Chega entretanto ela, cansada do dia, dos alunos, a barafustar com a Coordenadora de departamento e com a escola que lhe deram mais horas de apoio aos alunos sem lhe alterarem a componente letiva o que poderia dar para trazer mais uns trocos para casa e para fazer mais uns diazitos de serviço. E corre para o armário dos antidepressivos. Os miúdos pensam que aquilo é para as dores de cabeça da mãe…
Ela sente a precariedade à maneira dela, e eu sinto à minha. Ela com remédios, eu com um pensamento persistente de que um dia a justiça há-de vingar. Não sei bem qual de nós tem razão! Ela tem andado abatida, tentei animá-la com o concurso extraordinário, mas fui um extraordinário estúpido por lhe ter alimentado esperanças.

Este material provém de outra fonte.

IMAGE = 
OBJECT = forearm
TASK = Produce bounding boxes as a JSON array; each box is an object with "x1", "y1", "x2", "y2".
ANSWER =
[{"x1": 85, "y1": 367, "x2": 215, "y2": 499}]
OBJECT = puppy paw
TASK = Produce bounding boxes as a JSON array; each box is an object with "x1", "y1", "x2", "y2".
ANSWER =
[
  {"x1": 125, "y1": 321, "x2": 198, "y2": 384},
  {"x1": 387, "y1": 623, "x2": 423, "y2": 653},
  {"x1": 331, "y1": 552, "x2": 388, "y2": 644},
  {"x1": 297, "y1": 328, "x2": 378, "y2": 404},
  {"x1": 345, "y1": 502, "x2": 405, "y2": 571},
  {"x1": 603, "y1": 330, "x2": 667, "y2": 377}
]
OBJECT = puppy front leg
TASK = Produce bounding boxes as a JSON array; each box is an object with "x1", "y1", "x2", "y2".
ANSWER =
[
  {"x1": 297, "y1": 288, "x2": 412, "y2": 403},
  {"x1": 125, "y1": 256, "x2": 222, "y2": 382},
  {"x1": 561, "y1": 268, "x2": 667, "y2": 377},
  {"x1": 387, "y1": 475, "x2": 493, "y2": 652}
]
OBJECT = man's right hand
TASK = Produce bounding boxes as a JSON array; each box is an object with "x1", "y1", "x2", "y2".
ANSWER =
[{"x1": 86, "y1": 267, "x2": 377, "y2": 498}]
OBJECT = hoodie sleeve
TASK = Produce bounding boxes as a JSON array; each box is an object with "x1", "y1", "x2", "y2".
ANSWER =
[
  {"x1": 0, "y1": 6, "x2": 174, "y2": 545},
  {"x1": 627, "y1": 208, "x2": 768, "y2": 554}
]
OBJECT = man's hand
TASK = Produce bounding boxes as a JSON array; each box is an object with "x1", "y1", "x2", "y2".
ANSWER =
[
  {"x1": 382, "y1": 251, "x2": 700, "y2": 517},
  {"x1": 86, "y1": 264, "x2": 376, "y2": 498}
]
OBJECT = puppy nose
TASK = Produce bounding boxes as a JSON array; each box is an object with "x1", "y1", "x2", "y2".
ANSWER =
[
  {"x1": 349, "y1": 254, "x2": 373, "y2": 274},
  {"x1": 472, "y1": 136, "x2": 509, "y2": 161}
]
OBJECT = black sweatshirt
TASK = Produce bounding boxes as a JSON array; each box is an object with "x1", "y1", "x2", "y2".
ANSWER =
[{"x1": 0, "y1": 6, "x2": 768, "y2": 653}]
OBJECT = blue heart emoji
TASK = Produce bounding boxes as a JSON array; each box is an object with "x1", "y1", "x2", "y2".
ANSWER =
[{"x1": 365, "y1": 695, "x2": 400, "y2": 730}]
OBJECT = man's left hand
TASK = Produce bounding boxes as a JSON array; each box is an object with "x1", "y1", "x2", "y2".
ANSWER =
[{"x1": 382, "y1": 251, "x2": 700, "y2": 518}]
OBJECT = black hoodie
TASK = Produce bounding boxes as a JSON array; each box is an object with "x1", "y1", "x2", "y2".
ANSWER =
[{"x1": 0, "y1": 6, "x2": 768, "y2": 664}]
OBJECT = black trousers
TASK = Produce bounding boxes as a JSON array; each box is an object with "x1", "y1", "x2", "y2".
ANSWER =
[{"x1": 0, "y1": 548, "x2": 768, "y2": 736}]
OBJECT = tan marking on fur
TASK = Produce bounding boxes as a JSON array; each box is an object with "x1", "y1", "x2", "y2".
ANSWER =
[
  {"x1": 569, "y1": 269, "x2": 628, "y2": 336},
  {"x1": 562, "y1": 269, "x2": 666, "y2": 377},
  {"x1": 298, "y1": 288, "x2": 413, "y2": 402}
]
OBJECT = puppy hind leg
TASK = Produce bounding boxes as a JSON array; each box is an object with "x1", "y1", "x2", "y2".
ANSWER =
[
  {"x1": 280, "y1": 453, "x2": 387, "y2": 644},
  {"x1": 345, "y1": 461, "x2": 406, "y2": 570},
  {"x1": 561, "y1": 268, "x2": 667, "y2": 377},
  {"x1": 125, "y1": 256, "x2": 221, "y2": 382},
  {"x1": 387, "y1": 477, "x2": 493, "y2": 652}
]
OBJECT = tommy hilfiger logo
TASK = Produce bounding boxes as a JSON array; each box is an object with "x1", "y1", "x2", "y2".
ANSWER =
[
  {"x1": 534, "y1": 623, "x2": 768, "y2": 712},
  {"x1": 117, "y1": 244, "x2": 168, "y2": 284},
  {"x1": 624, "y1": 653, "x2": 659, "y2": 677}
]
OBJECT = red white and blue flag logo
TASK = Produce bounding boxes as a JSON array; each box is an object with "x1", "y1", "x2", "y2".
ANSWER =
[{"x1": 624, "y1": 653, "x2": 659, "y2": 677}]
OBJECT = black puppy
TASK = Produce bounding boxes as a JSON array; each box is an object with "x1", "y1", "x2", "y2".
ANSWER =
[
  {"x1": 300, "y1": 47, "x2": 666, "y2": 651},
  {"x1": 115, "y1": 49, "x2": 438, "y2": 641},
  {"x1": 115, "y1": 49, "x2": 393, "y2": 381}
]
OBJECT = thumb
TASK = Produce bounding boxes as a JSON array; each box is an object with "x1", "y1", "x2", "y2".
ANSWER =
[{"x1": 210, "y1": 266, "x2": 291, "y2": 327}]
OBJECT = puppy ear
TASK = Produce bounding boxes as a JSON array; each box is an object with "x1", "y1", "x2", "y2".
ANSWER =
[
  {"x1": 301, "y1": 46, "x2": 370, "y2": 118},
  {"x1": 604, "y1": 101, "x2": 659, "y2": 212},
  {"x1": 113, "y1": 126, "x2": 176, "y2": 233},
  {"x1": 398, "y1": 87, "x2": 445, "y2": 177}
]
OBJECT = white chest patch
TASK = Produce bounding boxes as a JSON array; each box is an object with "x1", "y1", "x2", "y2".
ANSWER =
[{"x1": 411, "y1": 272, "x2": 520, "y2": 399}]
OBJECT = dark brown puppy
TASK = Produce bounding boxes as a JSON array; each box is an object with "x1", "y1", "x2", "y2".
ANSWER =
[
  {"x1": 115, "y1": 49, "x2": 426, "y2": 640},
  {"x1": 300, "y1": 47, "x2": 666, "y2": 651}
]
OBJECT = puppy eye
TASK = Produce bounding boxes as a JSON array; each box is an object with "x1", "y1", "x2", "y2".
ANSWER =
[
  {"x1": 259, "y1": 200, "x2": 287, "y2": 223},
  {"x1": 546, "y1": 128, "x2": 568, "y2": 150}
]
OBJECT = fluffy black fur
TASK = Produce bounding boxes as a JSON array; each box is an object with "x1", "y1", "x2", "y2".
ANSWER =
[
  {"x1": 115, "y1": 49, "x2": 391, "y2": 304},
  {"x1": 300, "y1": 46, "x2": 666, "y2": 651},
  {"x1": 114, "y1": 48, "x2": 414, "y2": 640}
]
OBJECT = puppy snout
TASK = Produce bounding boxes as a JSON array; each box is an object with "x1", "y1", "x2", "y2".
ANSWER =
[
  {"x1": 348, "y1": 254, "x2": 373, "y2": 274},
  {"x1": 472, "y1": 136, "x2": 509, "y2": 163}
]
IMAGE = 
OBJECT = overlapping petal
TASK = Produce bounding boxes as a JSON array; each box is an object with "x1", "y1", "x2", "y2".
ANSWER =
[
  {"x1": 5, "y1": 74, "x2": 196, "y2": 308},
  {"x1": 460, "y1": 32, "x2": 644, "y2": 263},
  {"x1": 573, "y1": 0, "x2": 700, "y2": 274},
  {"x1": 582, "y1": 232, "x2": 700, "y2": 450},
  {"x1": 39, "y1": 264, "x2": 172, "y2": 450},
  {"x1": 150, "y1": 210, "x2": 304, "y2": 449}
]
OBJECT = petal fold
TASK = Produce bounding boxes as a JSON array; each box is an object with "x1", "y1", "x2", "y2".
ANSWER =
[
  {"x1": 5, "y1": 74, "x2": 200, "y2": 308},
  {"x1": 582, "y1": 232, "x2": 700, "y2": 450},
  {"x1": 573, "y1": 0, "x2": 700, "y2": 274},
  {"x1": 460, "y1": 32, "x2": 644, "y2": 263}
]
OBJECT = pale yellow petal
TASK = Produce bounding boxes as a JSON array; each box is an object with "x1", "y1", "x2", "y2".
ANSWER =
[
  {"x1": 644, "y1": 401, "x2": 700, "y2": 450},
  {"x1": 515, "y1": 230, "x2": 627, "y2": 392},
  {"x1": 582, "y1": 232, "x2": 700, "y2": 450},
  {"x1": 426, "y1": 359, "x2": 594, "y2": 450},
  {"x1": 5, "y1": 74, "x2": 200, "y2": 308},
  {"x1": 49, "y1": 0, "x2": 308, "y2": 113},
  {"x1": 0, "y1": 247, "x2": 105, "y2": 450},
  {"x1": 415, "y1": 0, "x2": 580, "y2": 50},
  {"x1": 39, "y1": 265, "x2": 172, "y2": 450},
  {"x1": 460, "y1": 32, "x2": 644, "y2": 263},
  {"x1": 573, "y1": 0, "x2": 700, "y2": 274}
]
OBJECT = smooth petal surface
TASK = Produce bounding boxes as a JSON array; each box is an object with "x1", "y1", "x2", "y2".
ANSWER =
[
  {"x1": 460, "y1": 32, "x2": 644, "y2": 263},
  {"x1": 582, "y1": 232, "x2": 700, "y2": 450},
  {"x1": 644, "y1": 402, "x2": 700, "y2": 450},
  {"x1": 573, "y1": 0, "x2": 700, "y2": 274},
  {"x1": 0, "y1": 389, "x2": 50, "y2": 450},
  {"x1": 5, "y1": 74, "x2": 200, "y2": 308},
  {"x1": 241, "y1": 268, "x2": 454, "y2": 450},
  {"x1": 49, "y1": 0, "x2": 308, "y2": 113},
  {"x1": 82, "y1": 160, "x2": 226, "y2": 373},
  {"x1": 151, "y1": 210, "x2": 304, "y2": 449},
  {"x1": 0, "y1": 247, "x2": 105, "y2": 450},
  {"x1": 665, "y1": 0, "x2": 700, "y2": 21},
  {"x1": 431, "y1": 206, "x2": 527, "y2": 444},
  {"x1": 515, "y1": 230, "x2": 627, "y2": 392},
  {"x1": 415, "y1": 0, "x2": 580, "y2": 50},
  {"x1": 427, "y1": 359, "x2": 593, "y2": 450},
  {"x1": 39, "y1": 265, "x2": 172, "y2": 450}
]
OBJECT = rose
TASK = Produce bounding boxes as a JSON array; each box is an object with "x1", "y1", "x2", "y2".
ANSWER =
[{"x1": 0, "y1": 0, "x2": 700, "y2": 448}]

Acho que quis que ela melhorasse com esse remédio de 603 mg de vagas!

Saí-me mal, ela ficou pior quando viu que ao fim de vinte anos de esperança, não ficou colocada pela enésima vez!

Se a redução de horários se concretizar o que vai ser de nós?!
Já ando a ver se há hipótese de emigrar, mas é a última coisa que quero fazer. Era a garantia de uma vida melhor, mas os meus pais, com a idade que têm, o mais certo era que quando voltasse a viver em Portugal, já não os tivesse, e isso custaria-me muito. Se quero emigrar? 
Não, não quero! então o que fazer?

Lutar, lutar persistentemente, unir-me aos que estão na minha situação, e lutar, sem parar, em várias frentes, na Justiça, com manifestações, através de contactos com várias entidades, pressionando sindicatos a colocarem a causa dos contratados num lugar de destaque e não numa perspetiva de faz-de-conta como até agora, abandonar a filiação sindical e associar-me na ANVPC – Associação Nacional de Professores Contratados, que sei representar exclusivamente os professores precários deste país.

 Que mais posso fazer?
 Pois posso colaborar com ideias de luta junto desta nossa associação, contribuindo para fazer vingar a causa por uma vida melhor, pelo fim  da precariedade de longa duração minha e de todos os colegas contratados que estão nesta condição há anos e anos no nosso país. Portugal é o meu país, quero ficar na minha terra, não quero emigrar.

 Contem comigo para lutar pelos meus filhos e por todos aqueles que sofrem como eu a desgraça da precariedade forçada por governantes sem escrúpulos.

Não me calarei enquanto me estiverem a fazer isto!